Senate debates
Tuesday, 14 February 2017
Questions without Notice
Renewable Energy
2:22 pm
Simon Birmingham (SA, Liberal Party, Minister for Education and Training) Share this | Hansard source
I thank Senator Fawcett for his question. Of course he is interested, as am I, in energy security in our home state of South Australia. As Senator Fawcett would well know, last Wednesday at least 40,000 households and businesses in Adelaide lost power. This was at a time when South Australia had insufficient electricity generation within the state, as we were supplying only two and a half per cent of demand, due to low-wind conditions. The wholesale electricity spot price in South Australia, which had been averaging about $100 per megawatt hour, was regularly hitting the market cap of $14,000 per megawatt hour. The Australian Energy Market Operator is investigating this incident and will provide its report to the government shortly.

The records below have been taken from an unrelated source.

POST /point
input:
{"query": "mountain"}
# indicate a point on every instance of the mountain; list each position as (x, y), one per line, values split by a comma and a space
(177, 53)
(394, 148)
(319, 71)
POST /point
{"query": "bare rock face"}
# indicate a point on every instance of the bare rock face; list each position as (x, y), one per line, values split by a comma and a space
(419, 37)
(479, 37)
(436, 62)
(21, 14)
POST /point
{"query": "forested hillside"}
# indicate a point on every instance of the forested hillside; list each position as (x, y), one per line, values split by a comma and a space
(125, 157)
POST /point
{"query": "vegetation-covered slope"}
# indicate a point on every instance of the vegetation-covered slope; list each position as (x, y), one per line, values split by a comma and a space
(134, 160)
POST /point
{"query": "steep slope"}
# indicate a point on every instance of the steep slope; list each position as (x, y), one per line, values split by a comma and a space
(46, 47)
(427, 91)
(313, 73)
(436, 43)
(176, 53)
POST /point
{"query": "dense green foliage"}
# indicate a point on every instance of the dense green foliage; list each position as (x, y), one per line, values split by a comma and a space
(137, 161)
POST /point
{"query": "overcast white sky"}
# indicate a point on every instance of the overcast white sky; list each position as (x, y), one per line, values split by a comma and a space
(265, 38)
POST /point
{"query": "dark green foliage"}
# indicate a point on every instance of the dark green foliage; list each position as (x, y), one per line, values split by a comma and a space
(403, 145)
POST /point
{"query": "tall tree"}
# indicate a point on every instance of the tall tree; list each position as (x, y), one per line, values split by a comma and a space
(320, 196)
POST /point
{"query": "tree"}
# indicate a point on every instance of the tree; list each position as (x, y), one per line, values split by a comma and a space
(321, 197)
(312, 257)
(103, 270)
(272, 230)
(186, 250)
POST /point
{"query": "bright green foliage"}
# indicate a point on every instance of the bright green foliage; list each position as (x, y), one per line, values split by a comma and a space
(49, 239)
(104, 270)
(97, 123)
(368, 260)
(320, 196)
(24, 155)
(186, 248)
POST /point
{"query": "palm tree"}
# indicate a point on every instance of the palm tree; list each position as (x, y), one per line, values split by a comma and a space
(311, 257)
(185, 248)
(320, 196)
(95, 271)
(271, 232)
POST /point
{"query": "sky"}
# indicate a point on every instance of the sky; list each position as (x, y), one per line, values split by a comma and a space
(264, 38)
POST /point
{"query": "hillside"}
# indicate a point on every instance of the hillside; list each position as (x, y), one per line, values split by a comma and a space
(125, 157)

But of course this outage follows numerous other incidents, over months and years, of blackouts and brownouts. In particular, there was the state-wide blackout on 28 September, and there were further blackouts in December affecting some 200,000 customers, and others in recent months.

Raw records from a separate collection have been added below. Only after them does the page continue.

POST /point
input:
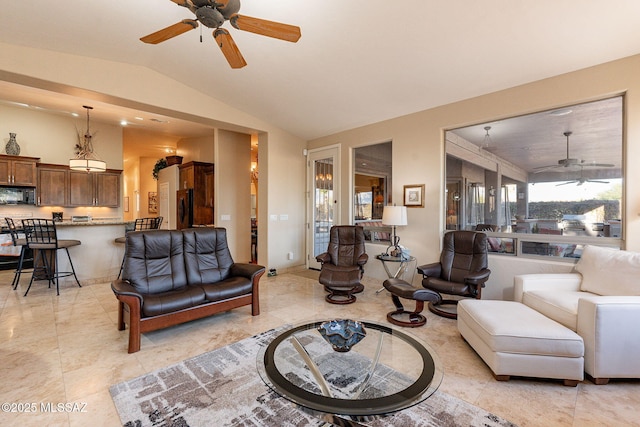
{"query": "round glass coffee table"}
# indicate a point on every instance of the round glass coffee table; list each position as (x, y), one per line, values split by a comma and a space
(386, 371)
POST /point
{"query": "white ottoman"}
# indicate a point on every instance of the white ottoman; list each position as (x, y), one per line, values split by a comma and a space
(514, 339)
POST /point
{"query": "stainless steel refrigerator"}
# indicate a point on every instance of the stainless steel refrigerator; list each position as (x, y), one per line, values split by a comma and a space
(184, 206)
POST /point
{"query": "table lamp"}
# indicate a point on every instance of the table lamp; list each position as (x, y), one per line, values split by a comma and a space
(394, 216)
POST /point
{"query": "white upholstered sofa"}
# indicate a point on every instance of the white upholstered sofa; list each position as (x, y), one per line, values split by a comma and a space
(600, 301)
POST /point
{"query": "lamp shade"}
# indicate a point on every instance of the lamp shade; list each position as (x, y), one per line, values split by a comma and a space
(394, 215)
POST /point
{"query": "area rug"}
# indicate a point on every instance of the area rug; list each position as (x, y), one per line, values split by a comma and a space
(223, 388)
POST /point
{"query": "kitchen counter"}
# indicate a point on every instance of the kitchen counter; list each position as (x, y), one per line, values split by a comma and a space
(93, 222)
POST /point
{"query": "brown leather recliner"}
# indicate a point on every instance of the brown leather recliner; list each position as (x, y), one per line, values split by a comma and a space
(462, 270)
(342, 263)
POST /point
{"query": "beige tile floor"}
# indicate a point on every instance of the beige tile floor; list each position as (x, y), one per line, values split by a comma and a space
(66, 349)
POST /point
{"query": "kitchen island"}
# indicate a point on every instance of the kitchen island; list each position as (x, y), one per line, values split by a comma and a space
(98, 258)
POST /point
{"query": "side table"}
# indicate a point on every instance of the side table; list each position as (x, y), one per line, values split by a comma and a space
(401, 265)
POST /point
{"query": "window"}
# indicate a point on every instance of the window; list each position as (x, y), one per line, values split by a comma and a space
(548, 182)
(372, 189)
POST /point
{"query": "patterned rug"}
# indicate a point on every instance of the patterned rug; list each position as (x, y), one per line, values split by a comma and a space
(223, 388)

The state-wide blackout was estimated to cost South Australian businesses some $367 million. It particularly affected significant industrial operators, like BHP's Olympic Dam, Arrium at Whyalla and Nyrstar at Point Pirie. It affected manufacturers, like Michell Wool, who identified a $300,000 rise in the contract price of electricity—and, as they said last week, 'We've shut down two or three times; it was cheaper than paying the power bill'. It affected small businesses, like franchisees of a Royal Copenhagen business at Henley Square, who said, 'We're losing ice-cream hand over fist as soon as the power goes off'.
It does not matter if it is a small business, a big business, a pensioner or a student—everybody in South Australia is suffering as a result of this mismanagement of the electricity market in South Australia, the lack of generation capacity and the instability that has been created in that market.